Toda crise precisa de uma "vacina salvadora"

22/04/2020

Começo o texto de hoje com um título provocativo buscando chamar a atenção de eventos que, a posteriori, representam pontos de inflexão nos mercados.

E seguindo a arrogância associada a afirmações exaustivas, digo o seguinte:

"Na ausência de uma "vacina salvadora", toda alta em um "bear market" tende a ser um "dead-cat bounce" (um repique não sustentável)."

Bem, se você já acompanha os meus textos há um tempo, sabe que, em se tratando dos mercados, procuro sempre evitar convicções. Mas, hoje faço esta provocação com o objetivo de fazer com que o leitor reflita a respeito do que está em curso nas bolsas. Em particular, me refiro ao comportamento do índice S&P 500 que é o mais importante indicador bursátil do mundo.

Sabe-se que este índice, após uma morte súbita no início de março, reagiu de forma vigorosa, em forma de "V", recuperando mais de 50% da queda registrada no período. E aí, será que o pior já ficou para trás? Será que tal índice adotou o lema "In the FED we trust" e está prestes a eliminar a crise de uma vez por toda? Ou será que se trata de mais um "dead-cat bounce" em meio a um "bear market"? (desculpem-me pelo uso exagerado de expressões em inglês). 

Acredito que o gráfico abaixo pode nos ajudar. Ele nos mostra o retorno acumulado em ciclos de 15 dias de pregão, ao longo da história do índice S&P 500. 

Observe que os momentos de maiores altas e maiores baixas tendem a ocorrer em períodos de "bear markets". A tabela acima nos leva a década da grande depressão, da crise de 2008 e da atual crise de 2020 (O Ano da Turbulência). 

Sendo assim, retomo a afirmação arrogante feita no início do texto que diz que toda alta é um repique a menos que tal repique seja provocado pelo surgimento de uma "vacina salvadora". O problema é que algumas "vacinas" não são tão óbvias.
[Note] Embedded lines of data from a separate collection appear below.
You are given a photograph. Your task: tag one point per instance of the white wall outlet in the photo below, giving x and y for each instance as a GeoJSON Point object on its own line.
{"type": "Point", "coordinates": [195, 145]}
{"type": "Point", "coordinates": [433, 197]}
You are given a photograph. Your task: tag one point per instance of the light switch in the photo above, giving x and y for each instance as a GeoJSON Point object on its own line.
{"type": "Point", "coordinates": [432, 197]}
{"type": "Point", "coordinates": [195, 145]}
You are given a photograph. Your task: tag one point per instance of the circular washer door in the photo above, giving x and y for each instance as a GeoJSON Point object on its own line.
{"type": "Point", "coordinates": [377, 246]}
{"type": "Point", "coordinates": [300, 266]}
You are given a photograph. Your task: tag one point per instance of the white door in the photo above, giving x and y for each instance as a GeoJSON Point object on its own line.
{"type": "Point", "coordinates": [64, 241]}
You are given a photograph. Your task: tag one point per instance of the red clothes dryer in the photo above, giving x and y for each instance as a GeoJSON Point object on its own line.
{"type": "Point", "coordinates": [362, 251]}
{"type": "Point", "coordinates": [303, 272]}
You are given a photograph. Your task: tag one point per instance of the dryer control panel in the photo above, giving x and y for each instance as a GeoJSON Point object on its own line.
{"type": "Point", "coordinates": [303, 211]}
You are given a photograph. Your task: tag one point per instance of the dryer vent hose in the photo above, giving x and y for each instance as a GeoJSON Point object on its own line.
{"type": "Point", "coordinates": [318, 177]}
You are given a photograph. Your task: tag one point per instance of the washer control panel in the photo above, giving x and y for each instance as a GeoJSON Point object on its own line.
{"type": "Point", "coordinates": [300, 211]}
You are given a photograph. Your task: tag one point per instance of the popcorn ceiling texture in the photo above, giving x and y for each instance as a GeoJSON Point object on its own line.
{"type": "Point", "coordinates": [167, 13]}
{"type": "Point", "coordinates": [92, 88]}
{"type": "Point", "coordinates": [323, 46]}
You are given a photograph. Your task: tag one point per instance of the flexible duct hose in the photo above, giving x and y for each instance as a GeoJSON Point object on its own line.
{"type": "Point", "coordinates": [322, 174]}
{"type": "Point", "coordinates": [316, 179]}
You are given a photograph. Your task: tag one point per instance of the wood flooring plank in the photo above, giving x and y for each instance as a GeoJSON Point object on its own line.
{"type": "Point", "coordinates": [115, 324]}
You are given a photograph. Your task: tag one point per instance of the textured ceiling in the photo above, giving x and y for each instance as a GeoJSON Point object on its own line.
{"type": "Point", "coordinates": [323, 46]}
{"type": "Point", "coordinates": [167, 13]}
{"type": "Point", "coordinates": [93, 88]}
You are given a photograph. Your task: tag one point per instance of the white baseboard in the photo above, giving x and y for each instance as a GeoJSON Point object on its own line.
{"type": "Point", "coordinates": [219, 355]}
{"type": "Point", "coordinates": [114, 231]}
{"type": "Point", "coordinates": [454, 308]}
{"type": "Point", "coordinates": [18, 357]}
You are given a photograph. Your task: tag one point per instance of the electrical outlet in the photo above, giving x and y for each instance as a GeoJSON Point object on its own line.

Elas normalmente são inicialmente identificadas por uma "casta" do mercado com acesso a informações de qualidade. Aqueles que tem acesso a "expert networks" como aquelas da série "Billions".

Bem, nós mortais nos esforçamos por aqui, estudando bastante, lutando através de tentativa e erro. 

Como exemplo do que busco transmitir aqui seguem alguns comentários específicos:

Crise do Nasdaq (2000 a 2002)

Ponto de inflexão - julho de 2002 - "vacina": crescimento da demanda chinesa após sua entrada na OMC em dezembro de 2001. A demanda da China provocou uma forte valorização nas commodities (era o início do super ciclo). Contudo, vale ressaltar que uma vez, na Casa do Saber Rio, perguntei a Maria Silvia Bastos Marques (na época presidente da CSN) se a China já estava no radar durante o período de sua gestão e sua resposta foi que não. Bem, isso ilustra como é difícil detectar algumas vacinas.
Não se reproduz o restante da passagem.